Dutch gas transporter Gasunie is now producing more low-calorie gas, through blending with nitrogen, than the low-calorie Groningen field itself. In response to the successive cuts in output, which have now been cut further to 21.6bn m³ from the October 2017 gas year, high calorie gas has to be blended with nitrogen to make it lower calorie – a cost which will at some point have to be passed on to consumers.

Gasunie produced 4bn m³ of this low-calorie gas in 2014, 16bn m³ in 2015 and 23bn m³ in 2016, Han Fennema told NGW on the sidelines of the Flame conference in Amsterdam May 9.

The reduction in output was the "sole" decision of the Dutch economics ministry, in response to worries that tremors – small on the Richter scale but occurring near the surface and damaging housing – were caused by the volume of gas produced and rapid fluctuations in response to changes in temperature.
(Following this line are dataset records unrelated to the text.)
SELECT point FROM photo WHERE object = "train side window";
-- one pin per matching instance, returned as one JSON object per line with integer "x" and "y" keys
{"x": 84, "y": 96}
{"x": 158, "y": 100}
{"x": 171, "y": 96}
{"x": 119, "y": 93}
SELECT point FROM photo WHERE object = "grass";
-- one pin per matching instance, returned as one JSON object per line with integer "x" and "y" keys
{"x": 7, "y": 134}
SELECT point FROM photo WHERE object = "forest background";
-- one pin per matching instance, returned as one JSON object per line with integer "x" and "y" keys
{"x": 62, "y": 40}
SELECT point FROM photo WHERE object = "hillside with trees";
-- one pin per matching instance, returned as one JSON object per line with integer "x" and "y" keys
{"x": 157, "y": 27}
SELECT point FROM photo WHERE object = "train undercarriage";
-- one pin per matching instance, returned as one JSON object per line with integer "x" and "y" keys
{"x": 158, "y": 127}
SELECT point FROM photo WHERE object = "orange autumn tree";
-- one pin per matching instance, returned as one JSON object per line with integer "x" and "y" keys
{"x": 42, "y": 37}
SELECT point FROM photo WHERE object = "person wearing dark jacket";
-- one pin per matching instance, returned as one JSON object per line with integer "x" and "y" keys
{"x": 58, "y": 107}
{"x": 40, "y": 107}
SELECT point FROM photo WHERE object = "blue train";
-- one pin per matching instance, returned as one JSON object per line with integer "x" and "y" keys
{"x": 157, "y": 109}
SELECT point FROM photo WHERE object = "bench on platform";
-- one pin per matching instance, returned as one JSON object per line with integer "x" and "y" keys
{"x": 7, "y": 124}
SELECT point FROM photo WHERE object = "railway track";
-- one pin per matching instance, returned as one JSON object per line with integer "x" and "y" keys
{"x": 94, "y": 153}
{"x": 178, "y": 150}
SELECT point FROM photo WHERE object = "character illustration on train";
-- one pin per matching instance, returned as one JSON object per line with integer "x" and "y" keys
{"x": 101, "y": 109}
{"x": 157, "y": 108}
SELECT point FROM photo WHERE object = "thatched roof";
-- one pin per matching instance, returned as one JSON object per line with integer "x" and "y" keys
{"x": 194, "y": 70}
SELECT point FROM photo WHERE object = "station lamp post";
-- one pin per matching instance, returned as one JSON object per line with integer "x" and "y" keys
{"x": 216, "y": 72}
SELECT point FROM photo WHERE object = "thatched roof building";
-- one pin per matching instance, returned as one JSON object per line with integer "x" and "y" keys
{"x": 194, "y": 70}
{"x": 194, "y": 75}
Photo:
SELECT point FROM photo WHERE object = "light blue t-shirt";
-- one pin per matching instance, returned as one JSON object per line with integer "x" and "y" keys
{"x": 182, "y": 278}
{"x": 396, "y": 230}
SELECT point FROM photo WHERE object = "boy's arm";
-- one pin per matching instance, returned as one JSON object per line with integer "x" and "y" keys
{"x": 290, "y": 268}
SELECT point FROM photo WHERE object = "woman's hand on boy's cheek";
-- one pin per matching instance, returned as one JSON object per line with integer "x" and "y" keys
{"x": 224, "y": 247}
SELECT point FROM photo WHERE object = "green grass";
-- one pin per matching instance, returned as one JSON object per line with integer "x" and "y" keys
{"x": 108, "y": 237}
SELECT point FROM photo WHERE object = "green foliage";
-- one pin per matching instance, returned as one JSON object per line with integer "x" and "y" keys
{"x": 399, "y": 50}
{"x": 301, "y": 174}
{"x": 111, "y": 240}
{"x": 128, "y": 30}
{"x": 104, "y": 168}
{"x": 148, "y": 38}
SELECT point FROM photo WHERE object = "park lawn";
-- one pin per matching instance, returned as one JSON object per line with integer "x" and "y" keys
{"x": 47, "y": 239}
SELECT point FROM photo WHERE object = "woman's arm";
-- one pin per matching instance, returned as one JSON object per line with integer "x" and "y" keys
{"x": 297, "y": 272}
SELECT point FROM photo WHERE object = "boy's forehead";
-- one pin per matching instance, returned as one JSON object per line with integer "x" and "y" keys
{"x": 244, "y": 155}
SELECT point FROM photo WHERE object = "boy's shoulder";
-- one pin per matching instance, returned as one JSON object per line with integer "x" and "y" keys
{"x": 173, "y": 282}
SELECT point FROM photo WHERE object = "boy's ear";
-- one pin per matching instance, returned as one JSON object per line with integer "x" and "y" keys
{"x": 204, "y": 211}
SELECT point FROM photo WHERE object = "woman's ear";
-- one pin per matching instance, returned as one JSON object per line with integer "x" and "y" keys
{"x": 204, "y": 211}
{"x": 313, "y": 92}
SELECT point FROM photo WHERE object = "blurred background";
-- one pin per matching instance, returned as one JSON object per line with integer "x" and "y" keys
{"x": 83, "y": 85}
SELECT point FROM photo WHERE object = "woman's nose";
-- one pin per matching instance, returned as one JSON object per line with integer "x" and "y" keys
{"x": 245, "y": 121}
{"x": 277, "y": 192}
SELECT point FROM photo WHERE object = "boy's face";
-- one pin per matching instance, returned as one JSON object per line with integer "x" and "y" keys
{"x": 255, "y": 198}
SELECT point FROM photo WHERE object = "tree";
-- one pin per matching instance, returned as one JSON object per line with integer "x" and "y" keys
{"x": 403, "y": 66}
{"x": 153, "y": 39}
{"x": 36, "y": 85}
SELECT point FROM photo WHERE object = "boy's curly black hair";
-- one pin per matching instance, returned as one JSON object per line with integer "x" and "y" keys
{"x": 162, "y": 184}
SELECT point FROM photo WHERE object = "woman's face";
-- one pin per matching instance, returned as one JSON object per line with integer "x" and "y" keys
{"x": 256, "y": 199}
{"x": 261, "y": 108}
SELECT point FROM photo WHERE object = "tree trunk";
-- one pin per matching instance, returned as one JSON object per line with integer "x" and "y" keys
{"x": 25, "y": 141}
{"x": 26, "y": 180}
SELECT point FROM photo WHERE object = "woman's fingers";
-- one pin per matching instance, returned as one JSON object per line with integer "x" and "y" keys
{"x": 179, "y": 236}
Gasunie was among the advisers to the government.

Gasunie is also looking at biogas injection into the grid, he said, conceding it was expensive but adding that the first steps would naturally be more expensive but become cheaper, as has happened with wind farms.

(Credit: Gasunie)

Domestic heating is likely to be more and more the preserve of heat pumps, possibly accounting for 70% of demand, with natural gas only used when temperatures are particularly severe. He said though that some “over-ambitious” politicians had talked of making towns entirely carbon neutral within ten years, without having a workable plan for that. “Why not use the pipeline infrastructure that is already there?” he said. “The government wants to make all sectors of the economy renewable.” Industrial heat waste could also be channelled into heating, where it was near housing, he said.

Other projects in the transporter’s in-tray are the merger of the Gaspool hub, owned by Gasunie Deutschland, but which is held up by the German regulator’s preference for first merging Gaspool and NetConnect Germany; simplifying the capacity booking process by merging the Title Transfer Facility with the Balgzand-Bacton Line (Gasunie owns 60%, the other 40% split equally between Belgian Fluxys and German Uniper); and adding reverse flow capacity through the BBL line, which, he said, was always on the agenda. "We are always looking at ways to better serve customers," he said. It was built to ship gas from the Netherlands to the UK so only virtual reverse flow is possible.

But he said no more gas transport infrastructure was on the agenda.